Dalam kondisi darurat ini, PMI memprioritaskan layanan kesehatan bagi warga terdampak. Sejumlah ambulans lengkap dengan tenaga medis langsung diterjunkan untuk memberikan pertolongan pertama, khususnya bagi warga yang membutuhkan penanganan cepat.
Tak hanya itu, kebutuhan air bersih juga menjadi perhatian utama. PMI menyalurkan empat tangki air bersih untuk membantu warga memenuhi kebutuhan sehari-hari, mulai dari konsumsi hingga kebersihan.

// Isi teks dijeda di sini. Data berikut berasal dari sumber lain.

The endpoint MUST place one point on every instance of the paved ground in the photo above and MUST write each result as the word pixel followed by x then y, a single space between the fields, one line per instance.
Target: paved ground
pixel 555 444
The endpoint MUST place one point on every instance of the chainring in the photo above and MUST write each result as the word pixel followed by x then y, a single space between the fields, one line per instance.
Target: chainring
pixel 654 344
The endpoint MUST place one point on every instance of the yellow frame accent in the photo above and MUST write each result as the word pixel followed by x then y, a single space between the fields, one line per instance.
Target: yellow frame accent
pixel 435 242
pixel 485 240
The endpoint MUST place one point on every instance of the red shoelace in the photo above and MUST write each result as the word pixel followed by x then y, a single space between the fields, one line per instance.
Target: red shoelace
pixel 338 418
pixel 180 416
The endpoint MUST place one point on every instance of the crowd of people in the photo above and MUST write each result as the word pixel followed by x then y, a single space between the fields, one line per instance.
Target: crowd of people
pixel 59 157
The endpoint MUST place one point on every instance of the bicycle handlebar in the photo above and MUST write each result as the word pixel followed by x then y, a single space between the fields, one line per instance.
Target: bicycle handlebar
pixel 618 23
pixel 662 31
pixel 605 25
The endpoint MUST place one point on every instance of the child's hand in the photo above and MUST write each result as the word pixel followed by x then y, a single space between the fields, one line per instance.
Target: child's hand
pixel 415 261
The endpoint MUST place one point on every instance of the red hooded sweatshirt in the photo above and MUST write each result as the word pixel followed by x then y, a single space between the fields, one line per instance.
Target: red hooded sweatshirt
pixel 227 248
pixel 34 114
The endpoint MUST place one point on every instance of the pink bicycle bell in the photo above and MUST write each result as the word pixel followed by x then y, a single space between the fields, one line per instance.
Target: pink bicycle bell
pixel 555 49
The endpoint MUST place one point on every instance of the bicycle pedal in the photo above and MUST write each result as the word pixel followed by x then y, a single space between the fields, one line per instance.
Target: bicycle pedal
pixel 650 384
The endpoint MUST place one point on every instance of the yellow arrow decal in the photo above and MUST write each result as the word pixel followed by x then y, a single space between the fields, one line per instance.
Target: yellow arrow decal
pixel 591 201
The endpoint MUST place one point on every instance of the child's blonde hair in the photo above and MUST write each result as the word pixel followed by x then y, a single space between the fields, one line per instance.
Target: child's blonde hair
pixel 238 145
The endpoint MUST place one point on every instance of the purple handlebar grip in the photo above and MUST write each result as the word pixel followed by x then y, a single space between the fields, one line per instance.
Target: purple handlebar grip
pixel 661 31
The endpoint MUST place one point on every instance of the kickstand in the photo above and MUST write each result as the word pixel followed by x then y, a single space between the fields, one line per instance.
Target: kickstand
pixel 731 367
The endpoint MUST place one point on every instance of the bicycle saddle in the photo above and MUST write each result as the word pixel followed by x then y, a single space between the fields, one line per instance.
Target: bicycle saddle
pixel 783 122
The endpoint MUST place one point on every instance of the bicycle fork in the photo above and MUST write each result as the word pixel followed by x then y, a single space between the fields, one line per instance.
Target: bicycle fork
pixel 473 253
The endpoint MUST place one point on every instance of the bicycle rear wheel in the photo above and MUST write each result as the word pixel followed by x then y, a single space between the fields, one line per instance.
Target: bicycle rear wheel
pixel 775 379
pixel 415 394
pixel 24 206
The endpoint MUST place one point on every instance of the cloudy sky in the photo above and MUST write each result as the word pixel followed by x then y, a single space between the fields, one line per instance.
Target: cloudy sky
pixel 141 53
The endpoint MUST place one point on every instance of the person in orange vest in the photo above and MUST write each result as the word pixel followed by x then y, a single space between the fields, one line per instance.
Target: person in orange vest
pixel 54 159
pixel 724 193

Selain layanan kesehatan dan air bersih, PMI juga menyiapkan makanan siap saji. Bantuan ini akan didistribusikan sesuai kebutuhan di lapangan, terutama bagi warga yang kesulitan memasak akibat genangan air.
“Kami juga menyiapkan nasi siap saji apabila dibutuhkan. Harapannya banjir segera surut dan kondisi kembali normal,” kata Sumartono menambahkan.
Peran relawan juga sangat vital dalam situasi ini. PMI mengerahkan relawan hingga tingkat kelurahan, termasuk anggota SIBAT, untuk membantu proses evakuasi warga serta melakukan pendataan kebutuhan mendesak.
Sejak malam pertama banjir, relawan sudah turun langsung ke lapangan. Mereka membantu mengevakuasi warga ke tempat yang lebih aman, sekaligus mengidentifikasi kondisi riil di setiap titik terdampak.
Memasuki hari kedua, penanganan mulai difokuskan pada distribusi bantuan dan kesiapsiagaan kesehatan. Hal ini dilakukan untuk mencegah munculnya penyakit pascabanjir seperti infeksi saluran pernapasan dan gangguan kulit.
Berdasarkan data sementara, banjir merendam delapan kelurahan, yakni Pajang, Joyosuran, Tipes, Joyontakan, Bumi, Sondakan, Kratonan, dan Panularan. Dampaknya cukup luas, dengan ratusan warga terdampak.
Sebanyak 109 warga dilaporkan mengungsi ke tempat yang lebih aman. Sementara itu, total 715 kepala keluarga terdampak akibat banjir yang terjadi sejak malam sebelumnya.
PMI memastikan akan terus memantau perkembangan situasi di lapangan. Seluruh sumber daya yang dimiliki disiapkan untuk membantu warga hingga kondisi benar-benar pulih dan aktivitas masyarakat kembali normal.